Explain that this represents the salty tears shed by Jesus’s followers, and the bitterness of our own sin. Read Luke 23:27 

So far, the ingredients are not very appetizing! Add 1 cup sugar to the bowl. 
Explain that the sweetest part of the story is that Jesus died because he loves us. He wants us to know and belong to him. Read Psalms 34:8 and John 3:16. 

Beat with a mixer on high speed for 10 to 15 minutes or until stiff peaks form. 
Explain that the color white represents the purity in God’s eyes of those whose sins have been cleansed by Jesus. Read Isaiah 1:18 and John 3:1-3. 

Fold in broken nuts. Drop by teaspoons onto wax paper-covered cookie sheets. 
Explain that each mound represents the rocky tomb where Jesus’s body was laid. Read Matthew 27:57-60. 

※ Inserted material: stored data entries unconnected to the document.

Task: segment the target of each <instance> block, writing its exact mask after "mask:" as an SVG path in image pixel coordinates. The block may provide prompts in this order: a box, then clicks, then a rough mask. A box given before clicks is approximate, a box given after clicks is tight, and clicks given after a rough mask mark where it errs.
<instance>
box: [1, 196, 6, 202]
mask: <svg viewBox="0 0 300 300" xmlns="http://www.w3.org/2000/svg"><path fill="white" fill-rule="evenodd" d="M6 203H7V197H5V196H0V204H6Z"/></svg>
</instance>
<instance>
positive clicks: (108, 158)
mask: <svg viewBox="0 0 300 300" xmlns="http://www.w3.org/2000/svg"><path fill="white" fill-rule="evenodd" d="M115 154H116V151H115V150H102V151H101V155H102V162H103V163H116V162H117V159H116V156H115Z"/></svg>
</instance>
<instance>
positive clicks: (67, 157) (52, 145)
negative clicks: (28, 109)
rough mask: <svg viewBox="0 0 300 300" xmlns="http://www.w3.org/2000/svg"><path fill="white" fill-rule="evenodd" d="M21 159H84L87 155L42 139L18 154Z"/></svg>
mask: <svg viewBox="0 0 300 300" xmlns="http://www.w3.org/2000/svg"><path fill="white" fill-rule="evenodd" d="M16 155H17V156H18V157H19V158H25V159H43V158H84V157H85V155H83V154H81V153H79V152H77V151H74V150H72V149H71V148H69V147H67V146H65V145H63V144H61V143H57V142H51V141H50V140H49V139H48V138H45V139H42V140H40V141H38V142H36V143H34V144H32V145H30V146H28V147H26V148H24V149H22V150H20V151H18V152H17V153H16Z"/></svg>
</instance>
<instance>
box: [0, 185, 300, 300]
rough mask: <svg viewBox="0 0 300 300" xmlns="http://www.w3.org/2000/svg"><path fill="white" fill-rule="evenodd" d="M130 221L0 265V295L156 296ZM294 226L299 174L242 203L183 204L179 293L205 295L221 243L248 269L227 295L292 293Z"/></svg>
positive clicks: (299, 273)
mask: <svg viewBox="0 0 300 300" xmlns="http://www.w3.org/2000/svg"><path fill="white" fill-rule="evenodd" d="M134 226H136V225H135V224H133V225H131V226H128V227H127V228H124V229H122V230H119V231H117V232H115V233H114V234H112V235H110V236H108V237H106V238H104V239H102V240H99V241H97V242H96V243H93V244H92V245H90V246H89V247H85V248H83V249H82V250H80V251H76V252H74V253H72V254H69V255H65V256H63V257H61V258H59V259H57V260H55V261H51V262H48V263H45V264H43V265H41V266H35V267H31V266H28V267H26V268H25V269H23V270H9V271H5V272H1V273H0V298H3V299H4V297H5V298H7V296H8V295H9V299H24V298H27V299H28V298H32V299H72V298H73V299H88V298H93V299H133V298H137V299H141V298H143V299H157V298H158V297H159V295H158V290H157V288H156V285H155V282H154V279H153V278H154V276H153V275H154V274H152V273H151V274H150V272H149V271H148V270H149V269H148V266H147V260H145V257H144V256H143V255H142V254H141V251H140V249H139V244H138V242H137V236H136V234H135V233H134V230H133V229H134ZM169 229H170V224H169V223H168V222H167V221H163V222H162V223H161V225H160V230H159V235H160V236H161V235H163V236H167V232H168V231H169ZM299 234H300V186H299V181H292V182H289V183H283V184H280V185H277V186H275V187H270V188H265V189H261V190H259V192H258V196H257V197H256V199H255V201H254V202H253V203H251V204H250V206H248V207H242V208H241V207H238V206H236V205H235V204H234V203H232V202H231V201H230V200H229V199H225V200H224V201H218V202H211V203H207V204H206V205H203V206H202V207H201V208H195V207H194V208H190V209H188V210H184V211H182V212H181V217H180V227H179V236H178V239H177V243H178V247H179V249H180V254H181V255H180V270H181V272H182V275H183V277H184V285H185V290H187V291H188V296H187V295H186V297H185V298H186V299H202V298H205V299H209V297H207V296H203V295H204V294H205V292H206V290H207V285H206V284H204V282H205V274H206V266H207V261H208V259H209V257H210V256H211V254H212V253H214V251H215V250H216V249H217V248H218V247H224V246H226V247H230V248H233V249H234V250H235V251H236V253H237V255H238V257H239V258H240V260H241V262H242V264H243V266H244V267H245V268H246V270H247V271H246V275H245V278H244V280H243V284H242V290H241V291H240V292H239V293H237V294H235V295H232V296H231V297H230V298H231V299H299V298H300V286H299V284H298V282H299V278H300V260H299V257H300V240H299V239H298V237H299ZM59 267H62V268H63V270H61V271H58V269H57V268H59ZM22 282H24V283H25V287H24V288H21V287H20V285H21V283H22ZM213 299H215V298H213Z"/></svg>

Put the cookie sheet in the oven, close the door and turn the oven OFF. Give each child a piece of tape to seal the oven door. 
Explain that Jesus’ tomb was sealed. Read Matthew 27:65-66. 

Leave the kitchen. If you’ve been making these cookies just before bedtime, GO TO BED! Acknowledge that the kids are probably sad that they’ve worked hard to make these cookies, and now have to leave them in the oven overnight. Explain that Jesus’ followers were sad when Jesus died and the tomb was sealed. Read John 16:20 and 22. 

On Easter morning, open the oven and give everyone a cookie. Ask the kids to notice the cracked surface. Have them bite into the cookies. The cookies are hollow! 

Explain that on the first Easter morning, Jesus’ followers were amazed to find the tomb open and empty. Read Matthew 28:1-9. 


d said...

Too much religion, nothing to do with farming, unsubscribing.

Anonymous said...

I'm fairly new to your blog, but this is my first comment ~smile~

I have heard of this recipe and wanted to make it with my grandchildren, who are coming to visit tomorrow. I wasn't sure where to find it, but image my surprise at seeing it here! Thank you!

I have added a link to your site on my blog's sidebar, under Urban Homesteaders, and just became a follower. I look forward to learning a lot here!

Unknown said...

Dom, sorry to loose you as a reader!

Mrs. T.,

Glad that we could help you out! Thanks for adding a link on your blog. Have fun with the grandkids!

chinnb said...

I like the spiritual dimension of your postings!